Когда он развернул листок, у него дрожали руки и строчки прыгали перед глазами; сразу он даже не понял всего, но зато, когда понял — негодованию его не било границ. Он даже развязал галстук, чувствуя, что его душит. Он бросился к жене и, столкнувшись в дверях с изумленной француженкой, даже не извинился, вопреки своей обычной вежливости.
— Душенька! — крикнул он не своим голосом Мине Абрамовне, совещавшейся с портным Беркой на счет какого-то фасона, — душенька! поди-ка сюда.
— Что такое? — прибежала она встревоженная его голосом, застегиваясь на ходу, — Что с тобой? — И увидев в руках мужа газету, воскликнула, всплеснув руками: — опять про клепку?
— У тебя как засела в голову клепка, так ее оттуда ничем не выбьешь! — с сердцем сказал Петр Иванович. — На, прочти, полюбуйся, как твоя приятельница нас отделала!.. — И он ей сунул газету, указав пальцем на корреспонденцию.

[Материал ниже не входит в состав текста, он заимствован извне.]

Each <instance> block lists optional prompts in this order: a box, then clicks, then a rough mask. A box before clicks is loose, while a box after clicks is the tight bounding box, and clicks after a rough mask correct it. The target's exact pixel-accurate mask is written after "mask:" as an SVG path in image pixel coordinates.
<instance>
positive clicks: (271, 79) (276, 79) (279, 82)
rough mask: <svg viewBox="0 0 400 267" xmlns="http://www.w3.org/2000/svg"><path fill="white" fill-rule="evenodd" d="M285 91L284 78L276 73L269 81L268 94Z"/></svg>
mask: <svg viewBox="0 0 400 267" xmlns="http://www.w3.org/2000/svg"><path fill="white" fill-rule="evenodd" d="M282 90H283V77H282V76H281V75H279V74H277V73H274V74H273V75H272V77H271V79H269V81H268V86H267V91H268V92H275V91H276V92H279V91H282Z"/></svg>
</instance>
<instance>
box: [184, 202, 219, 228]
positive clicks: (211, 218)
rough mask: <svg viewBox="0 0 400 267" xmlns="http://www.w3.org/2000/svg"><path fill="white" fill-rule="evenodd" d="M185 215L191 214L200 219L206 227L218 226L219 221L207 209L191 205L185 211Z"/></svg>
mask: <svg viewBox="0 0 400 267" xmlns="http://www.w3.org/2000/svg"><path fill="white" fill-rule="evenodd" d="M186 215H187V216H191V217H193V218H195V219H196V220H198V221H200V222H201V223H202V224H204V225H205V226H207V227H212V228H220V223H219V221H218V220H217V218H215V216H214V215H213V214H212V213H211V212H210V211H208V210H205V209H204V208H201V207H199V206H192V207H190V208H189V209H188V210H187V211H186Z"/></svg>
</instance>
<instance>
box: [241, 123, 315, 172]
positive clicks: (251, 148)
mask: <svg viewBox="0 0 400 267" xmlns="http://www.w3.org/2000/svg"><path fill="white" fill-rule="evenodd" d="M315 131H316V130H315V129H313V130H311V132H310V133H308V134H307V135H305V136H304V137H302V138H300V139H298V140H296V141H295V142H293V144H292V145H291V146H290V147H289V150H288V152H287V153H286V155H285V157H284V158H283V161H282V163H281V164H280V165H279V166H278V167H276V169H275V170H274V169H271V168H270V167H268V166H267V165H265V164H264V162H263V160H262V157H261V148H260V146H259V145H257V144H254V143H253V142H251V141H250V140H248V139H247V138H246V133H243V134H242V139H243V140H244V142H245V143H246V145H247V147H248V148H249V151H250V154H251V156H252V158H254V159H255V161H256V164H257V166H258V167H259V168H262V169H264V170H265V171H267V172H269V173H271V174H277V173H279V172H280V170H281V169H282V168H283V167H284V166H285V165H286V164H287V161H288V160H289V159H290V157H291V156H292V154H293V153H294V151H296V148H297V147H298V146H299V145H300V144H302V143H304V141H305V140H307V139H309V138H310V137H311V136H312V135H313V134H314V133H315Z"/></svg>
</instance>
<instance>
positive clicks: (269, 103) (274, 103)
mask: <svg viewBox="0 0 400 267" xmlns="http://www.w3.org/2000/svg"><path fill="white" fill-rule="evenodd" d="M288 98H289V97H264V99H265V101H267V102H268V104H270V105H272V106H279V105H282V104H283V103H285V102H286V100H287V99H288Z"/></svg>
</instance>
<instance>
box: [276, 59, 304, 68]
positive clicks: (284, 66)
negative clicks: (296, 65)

«Пани маршалкова» читала по-русски плохо, вдобавок была близорука и, взяв газету, долго беззвучно шевелила губами. Петр Иванович был в таком волнении, что его все сердило: он то вставал, то опять садился.
— Ну что же, прочла наконец? — спросил он, становясь перед женой и протягивая руку к газете.
— Она прочла, но, желая успокоить мужа, по своему обыкновению, только раздражила его.
— Да тут ничего такого нет, нерешительно сказала она, — о взятках не говорится ни слова.
Петр Иванович пожал плечами. — A тебе хотелось бы, чтобы цифры была выставлены и итоги подведены.
— Но все-таки…
— Ты ведь ручалась, — говорил он сердито, торопясь и глотая слова, — ты ручалась, что она не решится: — «мы с ней в таких отношениях»… передразнил он жену. — Как же! еще на днях с визитом к ней таскалась! — попрекнул он со всей несправедливостью рассерженного человека, совершенно забыв, что он же сам и настаивал на этом визите.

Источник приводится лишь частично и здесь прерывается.